APUNTE.COM.DO.- A menos de 50 días para la primera vuelta electoral, la campaña presidencial en Brasil parece tener dos nuevos polos cuyos nombres no estarán en las urnas, pero que igualmente dividen a la mayoría del electorado entre partidarios y críticos del presidente Luiz Inácio Lula da Silva (Partido de los Trabajadores) y del principal candidato de la oposición, Flávio Bolsonaro (Partido Liberal).
Por un lado, el hijo del actual mandatario se ha convertido en blanco de tres investigaciones y, con ello, vuelve a aparecer un espectro que ya ha perseguido otras campañas electorales en el pasado. Primogénito de Lula, Fábio Luís Lula da Silva es conocido como Lulinha, y sus relaciones con una lobista y un empresario preso por vínculos con fraudes en jubilaciones y pensiones se han convertido en un plato lleno para que los opositores del PT vuelvan a asociar al partido con esquemas de corrupción.
En contrapartida, desde hace meses otra figura amenaza con enredar el juego electoral a través de una negociación inconclusa que puede exponer esquemas ilegales de financiamiento político y lavado de dinero.

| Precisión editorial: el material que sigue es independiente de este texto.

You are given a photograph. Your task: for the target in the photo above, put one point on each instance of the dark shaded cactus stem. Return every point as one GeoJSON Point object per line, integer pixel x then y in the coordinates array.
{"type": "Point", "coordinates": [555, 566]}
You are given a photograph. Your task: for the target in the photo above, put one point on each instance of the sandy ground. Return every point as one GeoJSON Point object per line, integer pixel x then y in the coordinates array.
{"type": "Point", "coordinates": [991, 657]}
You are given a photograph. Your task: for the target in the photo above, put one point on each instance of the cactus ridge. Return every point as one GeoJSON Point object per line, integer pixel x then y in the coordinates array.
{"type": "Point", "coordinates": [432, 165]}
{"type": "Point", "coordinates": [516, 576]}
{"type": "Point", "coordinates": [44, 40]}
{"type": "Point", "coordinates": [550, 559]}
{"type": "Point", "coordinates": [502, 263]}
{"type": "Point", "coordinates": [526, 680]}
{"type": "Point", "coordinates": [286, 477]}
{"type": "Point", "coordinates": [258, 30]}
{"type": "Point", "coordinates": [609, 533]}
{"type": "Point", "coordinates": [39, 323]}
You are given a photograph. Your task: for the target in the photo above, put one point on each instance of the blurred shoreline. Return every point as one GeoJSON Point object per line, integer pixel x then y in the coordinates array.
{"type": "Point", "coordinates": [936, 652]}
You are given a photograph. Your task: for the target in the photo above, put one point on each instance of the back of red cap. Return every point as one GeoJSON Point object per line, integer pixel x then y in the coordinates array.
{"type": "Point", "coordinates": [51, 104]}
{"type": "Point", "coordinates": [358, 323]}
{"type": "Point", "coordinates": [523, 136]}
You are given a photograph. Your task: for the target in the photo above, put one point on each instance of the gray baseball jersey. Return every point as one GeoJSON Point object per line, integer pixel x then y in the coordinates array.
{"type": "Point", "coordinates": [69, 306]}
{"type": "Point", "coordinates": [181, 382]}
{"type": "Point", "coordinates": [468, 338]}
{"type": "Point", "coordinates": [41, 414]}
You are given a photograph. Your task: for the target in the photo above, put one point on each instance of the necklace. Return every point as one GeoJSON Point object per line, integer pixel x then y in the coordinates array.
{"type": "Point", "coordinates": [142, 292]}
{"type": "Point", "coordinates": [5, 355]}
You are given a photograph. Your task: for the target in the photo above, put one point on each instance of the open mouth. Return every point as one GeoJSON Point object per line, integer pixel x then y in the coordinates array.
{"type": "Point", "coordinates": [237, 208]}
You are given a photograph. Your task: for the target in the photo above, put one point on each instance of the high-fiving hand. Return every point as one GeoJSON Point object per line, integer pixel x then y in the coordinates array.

Se trata del exbanquero Daniel Vorcaro, cuyos mensajes de celular con personalidades públicas incluyen al propio Flávio Bolsonaro, en pedidos de millones de reales para financiar una biopic del padre, el expresidente Jair Bolsonaro, llamada Dark Horse.
Cada uno de estos casos tiene dinámica propia, pero los mismos actores institucionales dosifican el ritmo de las investigaciones y de la información que termina saliendo a la luz cerca de las semanas decisivas de la primera vuelta: la Policía Federal (PF), la Procuraduría General de la República (PGR) y, principalmente, el Supremo Tribunal Federal (STF).
Tres investigaciones en una semana: Entre el 30 de julio y el 4 de agosto, el STF autorizó tres investigaciones sobre Lulinha, todas bajo sospecha de tráfico de influencias. Las dos primeras tienen como relator al ministro André Mendonça. Estos casos tratan de la supuesta actuación del hijo de Lula ante el Ministerio de Salud en favor de negocios con cannabis medicinal y de contratos de una empresa estatal que procesa datos de jubilaciones y pensiones.
La Policía Federal investiga la relación de Lulinha con un empresario, Antônio Carlos Camilo Antunes, apodado "Careca do INSS" (el Calvo del INSS, sigla del instituto de la seguridad social) y señalado como operador del esquema de descuentos indebidos en jubilaciones y pensiones pagadas por la Seguridad Social a millones de brasileños. Él se habría acercado al hijo del presidente a través de una lobista, Roberta Luchsinger, amiga personal de Lulinha y figura clave en el potencial de daño que los casos pueden representar en la campaña de reelección de Lula.
Una nueva cuestión sobre estos casos, recién conocida por el público, es que la Procuraduría General evalúa que estas investigaciones deberían estar bajo la responsabilidad de la primera instancia judicial, y no de la Corte Suprema. La tendencia es que Mendonça discrepe y mantenga los casos bajo su relatoría.